The next scene is one of the most touchingly creepy items you're likely to see this month. Black Alice is a newer member of the Six, and a couple issues back she confessed that her powers probably inadvertently gave her father terminal cancer. It's the sort of thing that happens in this title quite often.

So Lawton has decided that he's going to "fix" this in true Six fashion. He visits the family physician and starts asking questions. The doctor can't confirm that Alice is the cause, but given the circumstances, it does explain some anomalies.

Naturally Lawton threatens permanent damage if the doctor doesn't call Black Alice and tell her that she had nothing to do with causing her father's cancer:

That line, by the way, is pure genius. "I know where the bullets want to go." It isn't just that it's powerfully elegant. The genius comes in the fact that it's so simple, and so it doesn't sound false coming out of Lawton's mouth. And that's what Secret Six brings every month.

A good deed in this book means threatening an innocent doctor with a pistol. The other beautiful part is that Lawton isn't even able to properly enjoy it.

Real human emotion is uncomfortable for him. These characters all toy around with the idea of connecting to a better place inside of them, but it never seems to work out. Black Alice is definitely part of the family, though, if Floyd is willing to do that. Don't be surprised if he stabs her in the back next month, by the way. All part of the job. In order to fit in with Secret Six, you have maintain a tenuous balance between real affection and cutthroat dickitude.

Speaking of dicks, here's a neat little exchange between Giganta and Dwarfstar, part of Bane's little replacement team:

What's unstated there is that the Atom that Giganta was dating is Ryan Choi. The guy that Dwarfstar paid to have assassinated. Just another in a long line of quiet treasures. But there's nothing "there" in this issue.

I could go on and on. We haven't even discussed Catman going butt nekkid into a zoo exhibit so he can commit suicide by lion. And we sort of skipped over the part where Bane decides he's going to take the island he lands on in the name of the United States!

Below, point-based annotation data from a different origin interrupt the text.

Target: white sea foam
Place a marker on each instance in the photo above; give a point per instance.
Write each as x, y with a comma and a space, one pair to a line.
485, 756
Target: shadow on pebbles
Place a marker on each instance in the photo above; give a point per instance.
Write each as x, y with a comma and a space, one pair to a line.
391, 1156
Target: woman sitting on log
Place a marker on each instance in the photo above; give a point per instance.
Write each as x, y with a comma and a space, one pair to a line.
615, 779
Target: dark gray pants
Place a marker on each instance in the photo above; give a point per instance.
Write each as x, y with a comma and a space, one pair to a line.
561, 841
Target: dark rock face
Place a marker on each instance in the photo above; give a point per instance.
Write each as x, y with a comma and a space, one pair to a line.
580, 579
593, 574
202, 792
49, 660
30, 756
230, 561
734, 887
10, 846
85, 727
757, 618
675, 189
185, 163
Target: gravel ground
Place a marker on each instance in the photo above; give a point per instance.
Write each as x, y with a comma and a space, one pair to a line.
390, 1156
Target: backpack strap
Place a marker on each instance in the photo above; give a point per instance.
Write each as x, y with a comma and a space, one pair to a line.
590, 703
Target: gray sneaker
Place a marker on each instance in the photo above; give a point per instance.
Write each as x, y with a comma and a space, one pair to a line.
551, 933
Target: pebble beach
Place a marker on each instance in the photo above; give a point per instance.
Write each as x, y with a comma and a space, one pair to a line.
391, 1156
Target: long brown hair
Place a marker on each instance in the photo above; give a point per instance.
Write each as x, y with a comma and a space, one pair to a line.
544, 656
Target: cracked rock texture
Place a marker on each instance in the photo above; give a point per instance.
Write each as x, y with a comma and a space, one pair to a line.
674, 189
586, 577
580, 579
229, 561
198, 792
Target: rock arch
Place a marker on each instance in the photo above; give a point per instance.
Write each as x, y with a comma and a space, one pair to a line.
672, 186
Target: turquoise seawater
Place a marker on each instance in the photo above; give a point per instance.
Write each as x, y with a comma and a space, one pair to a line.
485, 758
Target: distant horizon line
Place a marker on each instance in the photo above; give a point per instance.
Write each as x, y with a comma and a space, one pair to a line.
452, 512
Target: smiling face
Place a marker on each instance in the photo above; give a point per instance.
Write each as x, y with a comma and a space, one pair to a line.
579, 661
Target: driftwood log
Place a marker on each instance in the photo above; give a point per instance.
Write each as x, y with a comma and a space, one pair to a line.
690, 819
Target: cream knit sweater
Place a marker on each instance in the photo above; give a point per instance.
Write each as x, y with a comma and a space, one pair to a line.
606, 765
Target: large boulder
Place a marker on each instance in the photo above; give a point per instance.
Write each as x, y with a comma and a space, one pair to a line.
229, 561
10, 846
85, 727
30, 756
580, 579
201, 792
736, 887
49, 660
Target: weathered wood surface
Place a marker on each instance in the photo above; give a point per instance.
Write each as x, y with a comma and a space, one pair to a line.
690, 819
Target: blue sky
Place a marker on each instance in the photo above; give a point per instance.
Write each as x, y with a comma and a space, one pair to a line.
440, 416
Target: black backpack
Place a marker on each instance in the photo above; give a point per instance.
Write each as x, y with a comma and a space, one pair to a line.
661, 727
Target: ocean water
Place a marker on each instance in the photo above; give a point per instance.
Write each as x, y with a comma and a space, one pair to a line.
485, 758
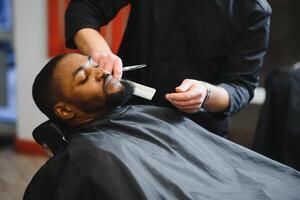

Listen up, America, and listen good: Secret Six isn't the best book you're not buying. It's the Best Book.

- Ryan

2 comments:

Aleksandre said...

Jaws 7 even more revenge

King shark was awesome in this issue
I recently turned my LCS owner onto this book now he is pushing onto everybody like its crack

Chronic Insomnia said...

Good work, Aleksandre! We need a couple more crack pushers on this title. Secret Six is sitting at the 21,000 copy level. Which isn't the instant chopping block it used to be, but I imagine the DC brass are starting to have uncomfortable conversations about this book. Listen, I know that nothing appeals to everybody - but this is a gem. And the comics populace buys more copies of Lady Deadpool???? REALLY??? Sad.